À l’évocation du nom de la femme, Hector ne se fit pas prier et rendit la monnaie à Georg d’une main tremblante. Rad’yo se détourna pour aller s’asseoir à une table un peu à l’écart. Une fois qu’elle fut assise, elle fit un signe de la main au garçon pour qu’il la rejoigne. La bouche ouverte dans une expression de surprise, l’enfant mit quelques secondes avant de réaliser et courut presque jusqu’à une chaise où il grimpa. La table était trop haute pour lui, si bien qu’il garda les coudes sur ses genoux mais l’inconnue ne semblait pas l’entendre ainsi.
— Les coudes sur la table, Georg. Et si tu es trop petit, on va demander un coussin. D’accord ?
L’enfant hocha la tête sans dire un mot et se leva le temps que la serveuse l’installe confortablement. Jamais il n’avait eu droit à un tel traitement de faveur et il ne savait plus quoi dire.
— Qui… qui êtes-vous ? demanda-t-il finalement d’une petite voix timide.
— Je te l’ai dit, je suis Rad’yo.
— Pourquoi vous êtes gentille avec moi ?
— Je ne serai gentille avec toi que si tu écoutes bien tout ce que je te dis, et si tu apprends bien tout ce que je t’enseignerai.
— Que… quoi ? Mais pourquoi ?
*Je t’apprendrai à développer et contrôler tes pouvoirs. *
Georg écarquilla les yeux de surprise en entendant la voix résonner dans sa tête et ouvrit la bouche pour parler, mais Rad’yo posa son index sur sa bouche pour lui intimer l’ordre de se taire.
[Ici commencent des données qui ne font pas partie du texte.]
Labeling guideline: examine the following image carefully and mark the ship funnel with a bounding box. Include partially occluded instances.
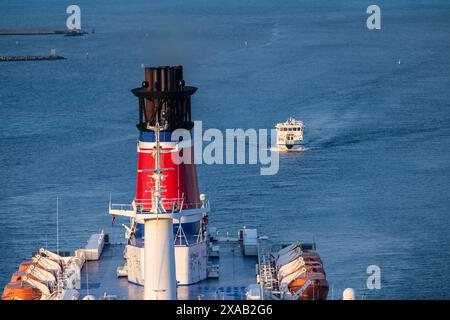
[132,66,197,131]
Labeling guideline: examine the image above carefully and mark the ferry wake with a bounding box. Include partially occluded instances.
[2,66,328,300]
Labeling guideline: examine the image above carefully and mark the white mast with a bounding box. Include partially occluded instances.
[56,197,59,255]
[142,123,177,300]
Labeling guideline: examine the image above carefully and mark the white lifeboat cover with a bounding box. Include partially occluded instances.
[277,257,305,280]
[280,268,306,288]
[277,240,300,259]
[276,248,303,269]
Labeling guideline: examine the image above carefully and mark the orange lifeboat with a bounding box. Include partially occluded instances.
[2,281,42,300]
[19,259,33,271]
[289,273,329,300]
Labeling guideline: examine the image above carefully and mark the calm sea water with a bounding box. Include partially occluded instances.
[0,0,450,299]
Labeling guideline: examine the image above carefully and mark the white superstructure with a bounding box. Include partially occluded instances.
[275,117,304,151]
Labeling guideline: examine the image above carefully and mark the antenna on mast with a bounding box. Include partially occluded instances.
[56,197,59,255]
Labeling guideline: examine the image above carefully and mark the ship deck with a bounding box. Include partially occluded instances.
[80,239,257,300]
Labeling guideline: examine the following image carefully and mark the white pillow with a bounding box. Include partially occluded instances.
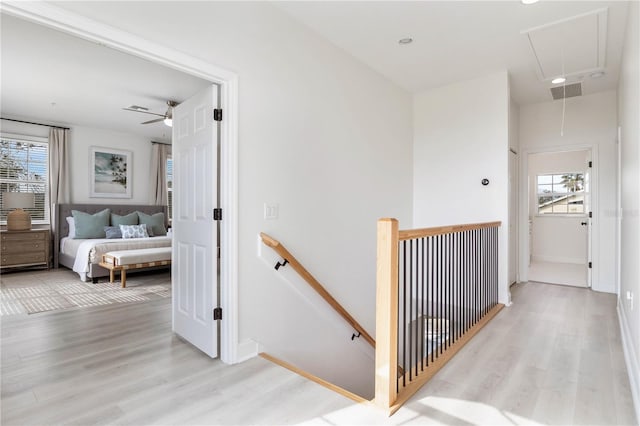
[120,223,149,239]
[67,216,76,238]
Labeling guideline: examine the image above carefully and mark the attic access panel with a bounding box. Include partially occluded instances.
[522,8,608,81]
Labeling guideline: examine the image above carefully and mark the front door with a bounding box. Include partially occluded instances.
[172,86,218,357]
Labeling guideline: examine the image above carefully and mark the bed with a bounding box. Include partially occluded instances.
[53,204,171,282]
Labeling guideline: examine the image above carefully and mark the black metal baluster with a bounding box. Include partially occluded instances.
[419,237,426,371]
[402,241,407,386]
[429,237,437,362]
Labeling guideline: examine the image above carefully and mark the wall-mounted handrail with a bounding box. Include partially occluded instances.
[260,232,376,348]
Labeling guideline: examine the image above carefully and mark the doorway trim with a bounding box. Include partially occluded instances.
[0,2,245,364]
[518,144,600,288]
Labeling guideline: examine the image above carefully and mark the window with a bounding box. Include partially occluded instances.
[0,135,49,224]
[537,173,585,215]
[167,156,173,223]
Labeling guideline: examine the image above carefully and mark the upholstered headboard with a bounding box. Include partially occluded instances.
[53,204,169,267]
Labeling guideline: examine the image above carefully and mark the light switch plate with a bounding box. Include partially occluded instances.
[264,203,278,220]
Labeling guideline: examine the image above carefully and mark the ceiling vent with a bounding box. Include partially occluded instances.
[522,8,608,81]
[551,83,582,100]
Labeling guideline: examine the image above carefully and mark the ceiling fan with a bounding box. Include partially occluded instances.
[122,101,178,127]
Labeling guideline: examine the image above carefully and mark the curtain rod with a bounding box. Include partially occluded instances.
[0,117,71,130]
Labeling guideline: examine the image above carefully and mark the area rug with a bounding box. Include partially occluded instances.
[0,274,171,315]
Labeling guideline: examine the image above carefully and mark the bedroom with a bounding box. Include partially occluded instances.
[0,16,215,294]
[1,2,640,422]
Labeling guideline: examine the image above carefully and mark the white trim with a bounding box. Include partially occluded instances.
[0,2,242,364]
[236,339,262,362]
[618,298,640,418]
[518,144,600,288]
[531,256,587,268]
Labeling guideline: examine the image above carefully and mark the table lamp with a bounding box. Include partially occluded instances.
[2,192,35,231]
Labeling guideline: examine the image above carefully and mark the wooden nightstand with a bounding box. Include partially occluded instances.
[0,229,49,269]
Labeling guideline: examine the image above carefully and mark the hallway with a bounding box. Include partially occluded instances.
[1,274,637,425]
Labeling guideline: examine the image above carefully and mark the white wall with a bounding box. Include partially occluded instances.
[69,126,152,204]
[508,99,520,284]
[2,120,156,204]
[618,2,640,419]
[416,72,509,303]
[1,119,151,204]
[520,91,617,293]
[50,2,412,396]
[528,150,588,262]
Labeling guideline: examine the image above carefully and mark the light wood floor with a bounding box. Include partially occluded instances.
[1,272,637,425]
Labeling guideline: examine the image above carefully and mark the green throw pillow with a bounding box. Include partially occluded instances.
[111,212,138,226]
[71,209,111,239]
[137,212,167,237]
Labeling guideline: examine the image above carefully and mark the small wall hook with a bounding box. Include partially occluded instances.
[275,259,289,271]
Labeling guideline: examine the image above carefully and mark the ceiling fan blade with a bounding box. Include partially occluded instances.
[122,108,164,117]
[140,115,164,124]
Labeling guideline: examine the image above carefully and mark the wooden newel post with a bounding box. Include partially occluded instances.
[375,218,398,409]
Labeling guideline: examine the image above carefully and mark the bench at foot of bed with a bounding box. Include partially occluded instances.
[100,247,171,288]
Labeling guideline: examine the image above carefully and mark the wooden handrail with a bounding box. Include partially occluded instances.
[260,232,376,348]
[398,221,502,241]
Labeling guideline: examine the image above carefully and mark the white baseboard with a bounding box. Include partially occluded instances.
[234,339,260,364]
[618,299,640,419]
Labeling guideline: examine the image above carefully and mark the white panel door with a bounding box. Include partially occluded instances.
[172,86,218,357]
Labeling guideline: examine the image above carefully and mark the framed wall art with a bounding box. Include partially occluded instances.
[89,146,133,198]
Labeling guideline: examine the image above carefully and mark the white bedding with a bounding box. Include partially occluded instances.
[60,237,171,277]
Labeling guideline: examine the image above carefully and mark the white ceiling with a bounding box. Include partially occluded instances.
[0,14,211,142]
[0,0,627,141]
[274,0,628,104]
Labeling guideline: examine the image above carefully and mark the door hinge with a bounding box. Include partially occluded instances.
[213,308,222,321]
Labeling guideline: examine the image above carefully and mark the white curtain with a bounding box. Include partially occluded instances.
[149,143,171,206]
[49,127,70,234]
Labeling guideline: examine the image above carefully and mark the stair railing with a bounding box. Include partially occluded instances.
[260,232,376,348]
[374,219,503,414]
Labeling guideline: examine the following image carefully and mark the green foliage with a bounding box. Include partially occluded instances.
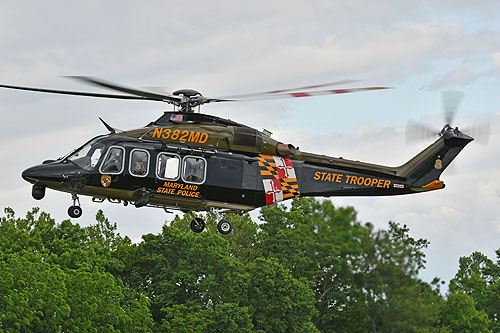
[0,209,152,332]
[448,250,500,332]
[441,292,491,332]
[0,199,500,332]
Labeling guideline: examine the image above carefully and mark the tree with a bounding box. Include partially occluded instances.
[440,292,491,332]
[448,249,500,332]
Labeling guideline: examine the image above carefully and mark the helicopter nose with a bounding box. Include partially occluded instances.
[21,165,41,184]
[21,163,73,184]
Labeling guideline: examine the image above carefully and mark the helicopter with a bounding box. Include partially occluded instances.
[0,76,474,234]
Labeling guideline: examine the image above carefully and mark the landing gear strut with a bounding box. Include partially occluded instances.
[217,219,233,235]
[191,217,205,233]
[68,193,83,218]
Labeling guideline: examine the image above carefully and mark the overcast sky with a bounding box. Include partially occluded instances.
[0,0,500,286]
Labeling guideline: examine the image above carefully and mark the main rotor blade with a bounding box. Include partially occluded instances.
[66,76,182,103]
[0,84,158,101]
[213,87,391,102]
[215,80,358,99]
[441,90,464,126]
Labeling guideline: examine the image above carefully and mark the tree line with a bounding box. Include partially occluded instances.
[0,198,500,332]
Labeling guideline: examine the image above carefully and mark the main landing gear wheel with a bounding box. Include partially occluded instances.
[68,193,83,219]
[191,217,205,233]
[217,219,233,235]
[68,206,83,218]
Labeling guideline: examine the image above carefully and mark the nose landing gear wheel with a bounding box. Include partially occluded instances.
[68,206,83,218]
[217,220,233,235]
[191,217,205,233]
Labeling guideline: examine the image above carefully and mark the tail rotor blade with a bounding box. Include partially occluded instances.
[441,90,464,126]
[406,122,439,143]
[461,123,490,145]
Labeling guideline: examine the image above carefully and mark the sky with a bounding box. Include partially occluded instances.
[0,0,500,281]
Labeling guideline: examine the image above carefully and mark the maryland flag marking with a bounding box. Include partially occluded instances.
[258,154,300,205]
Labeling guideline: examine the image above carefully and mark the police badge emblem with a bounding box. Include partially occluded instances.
[434,155,443,170]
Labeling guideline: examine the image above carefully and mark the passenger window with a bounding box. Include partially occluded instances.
[100,147,125,175]
[182,156,207,184]
[156,153,181,180]
[129,149,149,177]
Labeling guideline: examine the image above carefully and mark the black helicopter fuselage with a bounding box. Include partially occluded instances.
[23,112,472,212]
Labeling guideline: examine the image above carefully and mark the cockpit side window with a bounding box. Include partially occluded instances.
[63,138,104,171]
[156,153,181,180]
[182,156,207,184]
[129,149,149,177]
[99,146,125,175]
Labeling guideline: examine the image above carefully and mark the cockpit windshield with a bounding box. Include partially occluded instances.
[63,136,105,171]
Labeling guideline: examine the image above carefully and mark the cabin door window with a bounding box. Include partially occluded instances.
[182,156,207,184]
[99,146,125,175]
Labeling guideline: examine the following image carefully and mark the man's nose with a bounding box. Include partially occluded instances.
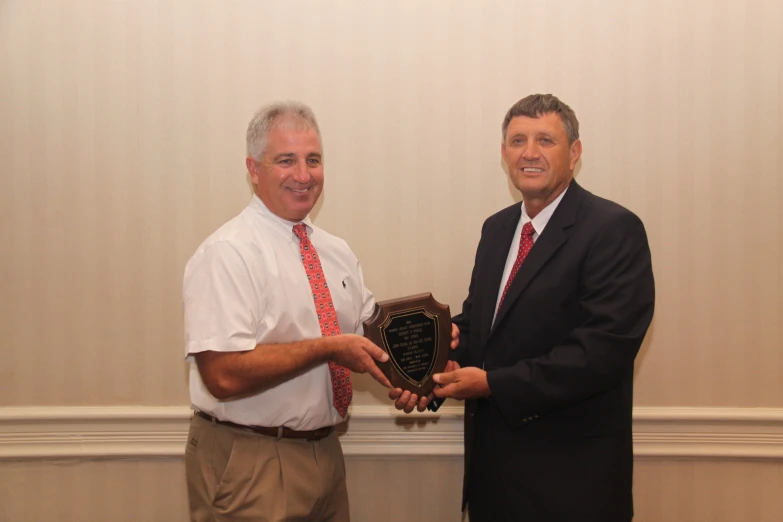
[522,141,541,160]
[293,161,310,183]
En récompense de sa coopération, elle lui offrit un grand sourire.
— À partir de ce soir, toi et moi, nous sommes une famille. Est-ce que ça te convient ?
Le garçon sentit sa gorge se nouer et ses yeux le piquer. C’étaient là des mots qu’il n’espérait plus entendre un jour. Il secoua vivement la tête et avala sa soupe avec appétit, sous le regard bienveillant de la télépathe.